One of the most important tools is often a taxable investment account. Unlike retirement accounts that may have age restrictions or penalties, brokerage accounts can generally be accessed at any time. Many people use these accounts to supplement income through dividends, interest, or planned withdrawals while allowing other retirement assets to continue growing.
Roth IRAs can also provide valuable flexibility in early retirement. One advantage many people are not aware of is that contributions made into a Roth IRA can generally be withdrawn at any time without taxes or penalties because those dollars were already taxed before being contributed. For example, if someone contributed a total of $80,000 into a Roth IRA over the years and the account has grown to $140,000, the original $80,000 of contributions can typically be accessed first without penalty. The investment earnings, however, usually have additional age and timing requirements before they can be withdrawn tax-free.
There are also strategies that may allow earlier access to employer retirement plans like 401(k)s without the standard 10% early withdrawal penalty. One commonly used example applies when someone leaves an employer later in their career. Depending on the circumstances and the specific plan, withdrawals from that employer’s retirement account may be available earlier than many people expect. Taxes would still apply to traditional 401(k) withdrawals, but avoiding the penalty can create additional income flexibility during the early retirement years.
Another option sometimes used is a structured withdrawal plan known as substantially equal periodic payments, or “72(t)” distributions. This allows someone to take a series of scheduled withdrawals from retirement accounts before traditional retirement age without penalties, provided strict IRS guidelines are followed. These plans can be useful in the right situation but usually require careful planning because the payment schedule generally must continue for several years.
Some retirees also use Roth conversions as part of a longer-term strategy. In years where income is lower, portions of a traditional IRA or 401(k) can be converted into a Roth IRA. After meeting certain timing requirements, those converted funds may later become accessible without penalties. This approach can help create tax flexibility later in retirement while potentially reducing future taxable income.
Part-time work has also become a popular bridge into retirement. Many people are not looking to stop working completely, they simply want more freedom and less stress. Consulting, seasonal work, or a small side business can help create income while reducing the need to draw heavily from savings in the early years of retirement.
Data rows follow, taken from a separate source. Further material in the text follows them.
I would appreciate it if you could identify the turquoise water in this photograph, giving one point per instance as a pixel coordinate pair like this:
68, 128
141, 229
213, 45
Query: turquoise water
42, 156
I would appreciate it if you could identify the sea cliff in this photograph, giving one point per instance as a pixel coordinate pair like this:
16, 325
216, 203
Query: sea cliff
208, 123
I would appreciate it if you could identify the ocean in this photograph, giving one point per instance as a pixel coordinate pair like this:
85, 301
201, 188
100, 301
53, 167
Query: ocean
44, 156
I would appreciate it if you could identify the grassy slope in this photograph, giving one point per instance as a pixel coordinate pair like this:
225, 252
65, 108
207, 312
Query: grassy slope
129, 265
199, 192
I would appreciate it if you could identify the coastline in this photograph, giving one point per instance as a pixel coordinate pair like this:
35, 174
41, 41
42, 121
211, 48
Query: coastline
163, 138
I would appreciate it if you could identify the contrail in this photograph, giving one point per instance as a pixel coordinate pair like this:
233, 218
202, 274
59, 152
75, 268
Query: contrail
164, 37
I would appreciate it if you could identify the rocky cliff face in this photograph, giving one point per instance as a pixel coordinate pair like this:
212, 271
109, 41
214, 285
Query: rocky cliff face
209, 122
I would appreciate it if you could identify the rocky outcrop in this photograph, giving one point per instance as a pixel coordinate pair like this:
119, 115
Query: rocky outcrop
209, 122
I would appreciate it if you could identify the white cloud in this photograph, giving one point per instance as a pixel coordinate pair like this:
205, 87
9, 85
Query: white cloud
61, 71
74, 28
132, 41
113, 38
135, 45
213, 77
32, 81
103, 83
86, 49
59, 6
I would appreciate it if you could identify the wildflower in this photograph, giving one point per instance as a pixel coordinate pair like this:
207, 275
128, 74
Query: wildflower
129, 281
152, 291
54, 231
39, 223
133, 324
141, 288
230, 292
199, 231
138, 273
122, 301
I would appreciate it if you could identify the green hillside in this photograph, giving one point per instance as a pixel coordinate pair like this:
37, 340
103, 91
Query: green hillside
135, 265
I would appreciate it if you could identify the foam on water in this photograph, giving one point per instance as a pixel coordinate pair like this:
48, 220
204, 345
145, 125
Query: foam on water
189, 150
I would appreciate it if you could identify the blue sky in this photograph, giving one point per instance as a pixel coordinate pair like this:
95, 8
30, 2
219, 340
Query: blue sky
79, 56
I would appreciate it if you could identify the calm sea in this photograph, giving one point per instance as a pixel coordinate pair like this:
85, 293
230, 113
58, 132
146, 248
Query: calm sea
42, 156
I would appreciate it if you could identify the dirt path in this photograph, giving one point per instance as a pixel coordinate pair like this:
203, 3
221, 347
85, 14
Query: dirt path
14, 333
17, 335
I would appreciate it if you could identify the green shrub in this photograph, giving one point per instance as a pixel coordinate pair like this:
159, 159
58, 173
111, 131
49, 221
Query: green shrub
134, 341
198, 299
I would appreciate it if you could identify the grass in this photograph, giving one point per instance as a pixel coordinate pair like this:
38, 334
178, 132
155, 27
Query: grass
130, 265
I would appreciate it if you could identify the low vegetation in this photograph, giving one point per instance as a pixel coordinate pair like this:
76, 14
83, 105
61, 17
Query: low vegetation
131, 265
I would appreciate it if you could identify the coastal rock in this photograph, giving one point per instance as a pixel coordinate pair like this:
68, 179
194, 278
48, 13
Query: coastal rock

Healthcare is another major piece of the puzzle. For those retiring before Medicare eligibility, finding affordable health insurance coverage becomes an important part of the overall financial plan. One option is continuing coverage through a former employer using COBRA. This can allow someone to keep their current insurance plan temporarily, although the monthly premiums are often much higher because the employer is no longer contributing toward the cost.
Others may purchase coverage through the Health Insurance Marketplace. Depending on household income, premium subsidies may be available that help make coverage more affordable. In some situations, managing taxable income carefully during retirement can help reduce overall healthcare costs. Coverage through a spouse’s employer plan is another possibility that can provide stability and lower costs during the transition years before Medicare begins.
Early retirement is not simply about saving a certain dollar amount. It is about creating a plan for income, taxes, healthcare, and long-term sustainability. With the right preparation, retiring earlier than expected can move from being just an idea to becoming a realistic and rewarding goal.